AMT VFI¶

Documentation¶

Class name: AMT VFI
Category: ComfyUI-Frame-Interpolation/VFI
Output node: False

The AMT_VFI node specializes in video frame interpolation, utilizing deep learning techniques to generate intermediate frames that enhance the smoothness and frame rate of video sequences. It employs advanced models to predict and insert frames between existing ones, improving video playback quality.

Input types¶

Required¶

ckpt_name
- Specifies the checkpoint name for the model to be used in the interpolation process, determining the specific pre-trained model configuration.
- Comfy dtype: COMBO[STRING]
- Python dtype: str
frames
- The input video frames to be interpolated, provided as a tensor. This parameter is crucial for defining the sequence of frames the model will process.
- Comfy dtype: IMAGE
- Python dtype: torch.Tensor
clear_cache_after_n_frames
- Controls the frequency of cache clearing to manage memory usage during the interpolation process, affecting performance and resource utilization.
- Comfy dtype: INT
- Python dtype: int
multiplier
- Determines the number of intermediate frames to be generated between each pair of original frames, directly influencing the output video's frame rate.
- Comfy dtype: INT
- Python dtype: int

Optional¶

optional_interpolation_states
- An optional parameter that allows for the customization of interpolation states, offering flexibility in handling specific frames or conditions.
- Comfy dtype: INTERPOLATION_STATES
- Python dtype: InterpolationStateList

Output types¶

image
- Comfy dtype: IMAGE
- The output video frames after interpolation, showcasing the enhanced fluidity and increased frame rate achieved through the process.
- Python dtype: torch.Tensor

Usage tips¶

Infra type: GPU
Common nodes: unknown

Source code¶

class AMT_VFI:
    @classmethod
    def INPUT_TYPES(s):
        return {
            "required": {
                "ckpt_name": (list(CKPT_CONFIGS.keys()), ),
                "frames": ("IMAGE", ),
                "clear_cache_after_n_frames": ("INT", {"default": 1, "min": 1, "max": 100}),
                "multiplier": ("INT", {"default": 2, "min": 2, "max": 1000})
            },
            "optional": {
                "optional_interpolation_states": ("INTERPOLATION_STATES", )
            }
        }

    RETURN_TYPES = ("IMAGE", )
    FUNCTION = "vfi"
    CATEGORY = "ComfyUI-Frame-Interpolation/VFI"

    def vfi(
        self,
        ckpt_name: typing.AnyStr, 
        frames: torch.Tensor, 
        clear_cache_after_n_frames: typing.SupportsInt = 1,
        multiplier: typing.SupportsInt = 2,
        optional_interpolation_states: InterpolationStateList = None,
        **kwargs
    ):
        model_path = load_file_from_direct_url(MODEL_TYPE, f"https://huggingface.co/lalala125/AMT/resolve/main/{ckpt_name}")
        ckpt_config = CKPT_CONFIGS[ckpt_name]

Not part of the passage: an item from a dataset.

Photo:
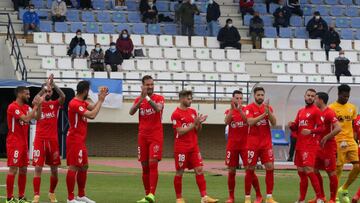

        interpolation_model = ckpt_config["network"](**ckpt_config["params"])
        interpolation_model.load_state_dict(torch.load(model_path)["state_dict"])
        interpolation_model.eval().to(get_torch_device())

        frames = preprocess_frames(frames)
        padder = InputPadder(frames.shape, 16)
        frames = padder.pad(frames)

        def return_middle_frame(frame_0, frame_1, timestep, model):
            return model(
                frame_0, 
                frame_1,
                embt=torch.FloatTensor([timestep] * frame_0.shape[0]).view(frame_0.shape[0], 1, 1, 1).to(get_torch_device()),
                scale_factor=1.0,
                eval=True
            )["imgt_pred"]

        args = [interpolation_model]
        out = generic_frame_loop(frames, clear_cache_after_n_frames, multiplier, return_middle_frame, *args, 
                               interpolation_states=optional_interpolation_states, dtype=torch.float32)
        out = padder.unpad(out)
        out = postprocess_frames(out)
        return (out,)